The overriding goal in designing Austral was fits-in-head simplicity, and I think this was accomplished. The linearity checking algorithm is a page of text, the corresponding code is less than 1k lines of code. The concepts and rules are simple enough that anyone can understand them, and essentially run the algorithm in their head while reading the code.

And, importantly: the rules are static, so that you learn them once, and can apply the same rules in perpetuity, just like a type system.

Footnotes

  1. But we are allowed to use record accesses to free values inside linear types. So why can’t we do list.length?
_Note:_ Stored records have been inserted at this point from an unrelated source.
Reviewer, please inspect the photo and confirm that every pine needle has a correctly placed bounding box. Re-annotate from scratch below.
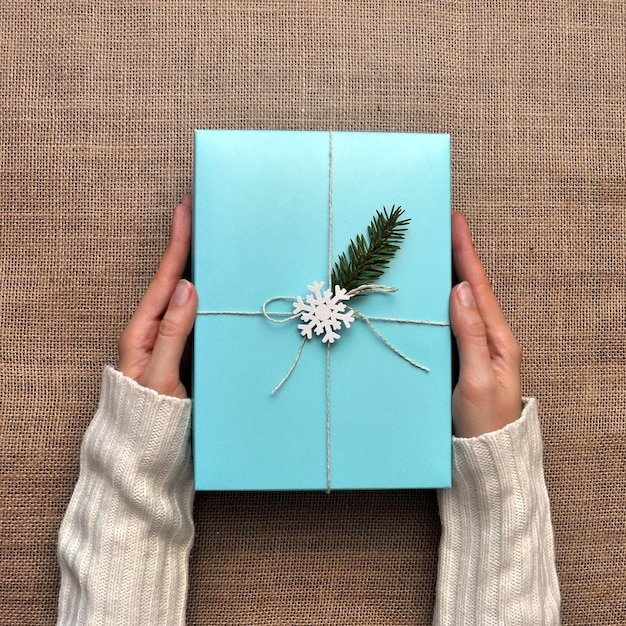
[332,205,411,291]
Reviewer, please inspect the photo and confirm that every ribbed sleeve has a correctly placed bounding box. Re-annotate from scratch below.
[58,367,194,626]
[434,399,560,626]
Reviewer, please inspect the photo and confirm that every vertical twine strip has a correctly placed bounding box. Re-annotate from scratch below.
[326,130,333,493]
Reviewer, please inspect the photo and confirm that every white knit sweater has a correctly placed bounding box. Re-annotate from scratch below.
[58,367,559,626]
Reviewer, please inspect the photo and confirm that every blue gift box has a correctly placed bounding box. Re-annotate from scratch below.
[193,130,451,490]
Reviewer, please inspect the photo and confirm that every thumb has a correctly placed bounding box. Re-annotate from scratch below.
[450,281,493,386]
[138,280,198,397]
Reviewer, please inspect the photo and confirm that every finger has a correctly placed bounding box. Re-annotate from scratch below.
[133,195,191,320]
[139,280,198,397]
[452,212,510,333]
[450,281,494,386]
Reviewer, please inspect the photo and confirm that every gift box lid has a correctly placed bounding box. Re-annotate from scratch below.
[193,130,451,489]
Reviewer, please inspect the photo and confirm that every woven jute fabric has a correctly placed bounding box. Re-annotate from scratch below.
[0,0,626,626]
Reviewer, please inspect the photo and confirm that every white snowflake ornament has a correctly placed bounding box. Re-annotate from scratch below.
[293,281,354,343]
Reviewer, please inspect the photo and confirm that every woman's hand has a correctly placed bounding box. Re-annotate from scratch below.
[450,213,522,437]
[118,195,198,398]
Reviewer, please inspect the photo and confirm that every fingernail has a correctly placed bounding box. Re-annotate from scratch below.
[456,280,475,306]
[172,280,191,304]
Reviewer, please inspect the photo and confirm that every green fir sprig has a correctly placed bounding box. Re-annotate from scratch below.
[332,205,411,291]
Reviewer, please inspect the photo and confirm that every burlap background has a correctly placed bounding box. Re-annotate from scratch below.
[0,0,626,626]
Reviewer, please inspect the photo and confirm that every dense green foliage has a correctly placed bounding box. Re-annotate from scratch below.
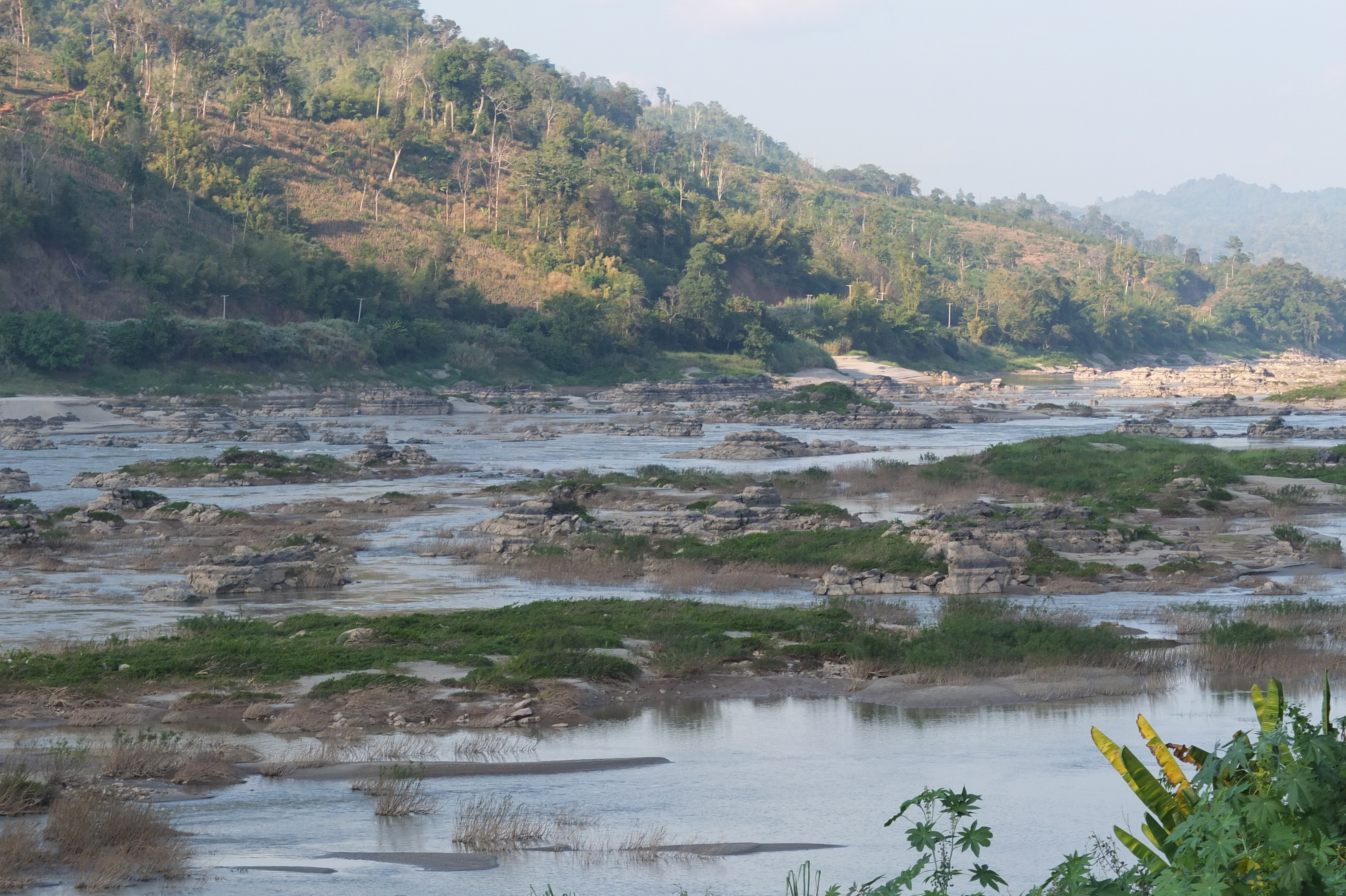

You could do this within the same module that defines List, but for opaque types (which data structures generally should be), their contents cannot be accessed from other modules except through the public API. 

  2. The type parameters of a generic function can be constrained to accept only types in the linear universe, or only types in the free universe, or, for more general code, they can accept types from either universe but treatment as if they were linear, since that’s the lowest common denominator behaviour. Hence “linearish”.